En la práctica, muchos actores del sector están avanzando hacia combinaciones de los enfoques anteriores. Experimentos puntuales para validar hipótesis, modelos contrafactuales para escalar análisis y econometría para decisiones estratégicas.

No es el camino más sencillo, pero suele ser el más realista cuando el canal gana peso y complejidad.

Un cambio de mentalidad más que de métrica

Hablar de incrementalidad no es solo hablar de metodologías. Es un cambio de mentalidad en cómo entendemos el valor del Retail Media.

Supone pasar de preguntarnos “¿ha funcionado la campaña?” a “¿qué ha cambiado gracias a ella?”.
De optimizar exclusivamente performance a entender crecimiento real.
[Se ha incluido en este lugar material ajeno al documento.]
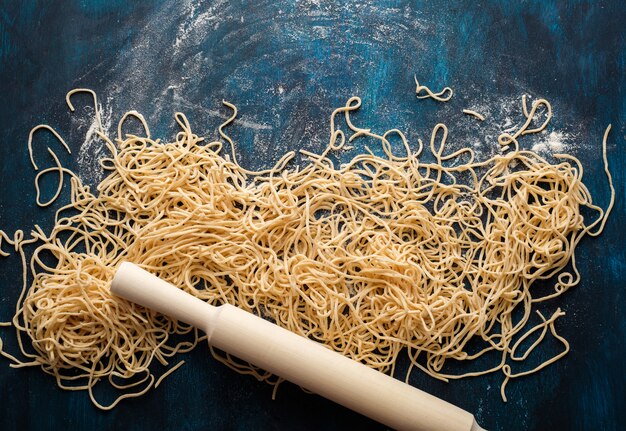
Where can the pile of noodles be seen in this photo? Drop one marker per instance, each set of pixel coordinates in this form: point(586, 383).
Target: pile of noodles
point(380, 255)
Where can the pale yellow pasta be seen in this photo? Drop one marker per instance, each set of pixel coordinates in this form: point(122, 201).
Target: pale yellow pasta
point(380, 255)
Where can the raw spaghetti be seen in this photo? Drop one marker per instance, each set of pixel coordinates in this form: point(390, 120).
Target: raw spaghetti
point(373, 257)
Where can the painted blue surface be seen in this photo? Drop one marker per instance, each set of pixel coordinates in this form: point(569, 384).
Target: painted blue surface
point(286, 65)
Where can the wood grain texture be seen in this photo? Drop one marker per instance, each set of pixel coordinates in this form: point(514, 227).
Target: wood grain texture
point(286, 65)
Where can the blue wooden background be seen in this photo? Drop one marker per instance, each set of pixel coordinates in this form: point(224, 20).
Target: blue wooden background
point(286, 65)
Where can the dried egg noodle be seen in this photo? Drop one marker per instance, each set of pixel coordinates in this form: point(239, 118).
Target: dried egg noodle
point(377, 255)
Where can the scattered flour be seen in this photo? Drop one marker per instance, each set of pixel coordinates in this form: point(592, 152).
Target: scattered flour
point(92, 149)
point(553, 143)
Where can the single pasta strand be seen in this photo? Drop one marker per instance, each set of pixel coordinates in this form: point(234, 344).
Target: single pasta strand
point(377, 255)
point(443, 96)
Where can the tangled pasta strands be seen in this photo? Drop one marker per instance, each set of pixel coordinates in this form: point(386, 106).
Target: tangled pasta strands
point(373, 257)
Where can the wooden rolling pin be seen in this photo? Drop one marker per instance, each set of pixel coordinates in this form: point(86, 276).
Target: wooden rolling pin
point(295, 358)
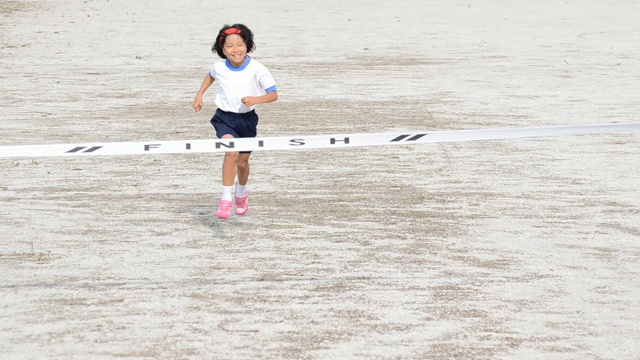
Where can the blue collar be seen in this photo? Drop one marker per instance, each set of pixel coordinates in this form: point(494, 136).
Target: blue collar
point(239, 68)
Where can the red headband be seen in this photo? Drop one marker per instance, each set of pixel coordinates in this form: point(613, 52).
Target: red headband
point(229, 31)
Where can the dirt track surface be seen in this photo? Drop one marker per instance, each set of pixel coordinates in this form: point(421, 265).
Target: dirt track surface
point(498, 249)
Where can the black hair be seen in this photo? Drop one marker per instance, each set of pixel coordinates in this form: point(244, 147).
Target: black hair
point(244, 32)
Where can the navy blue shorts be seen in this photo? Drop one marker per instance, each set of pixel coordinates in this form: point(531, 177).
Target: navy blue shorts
point(236, 124)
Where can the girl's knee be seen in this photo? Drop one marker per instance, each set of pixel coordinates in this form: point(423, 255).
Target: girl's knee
point(233, 157)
En un entorno donde los presupuestos compiten entre sí y el Retail Media reclama cada vez más protagonismo, esta distinción se vuelve crítica.

En definitiva

El Retail Media ya no está en una fase exploratoria. Es un canal estratégico, con impacto directo en resultados. Y como ocurre con cualquier palanca madura, exige métricas más sofisticadas y decisiones mejor informadas.

El ROAS sigue siendo útil, pero no explica toda la historia. La incrementalidad añade contexto, profundidad y, sobre todo, criterio.

Medir ventas nuevas no siempre es fácil. Pero no hacerlo es, cada vez más, una oportunidad perdida para entender de verdad qué está funcionando y por qué.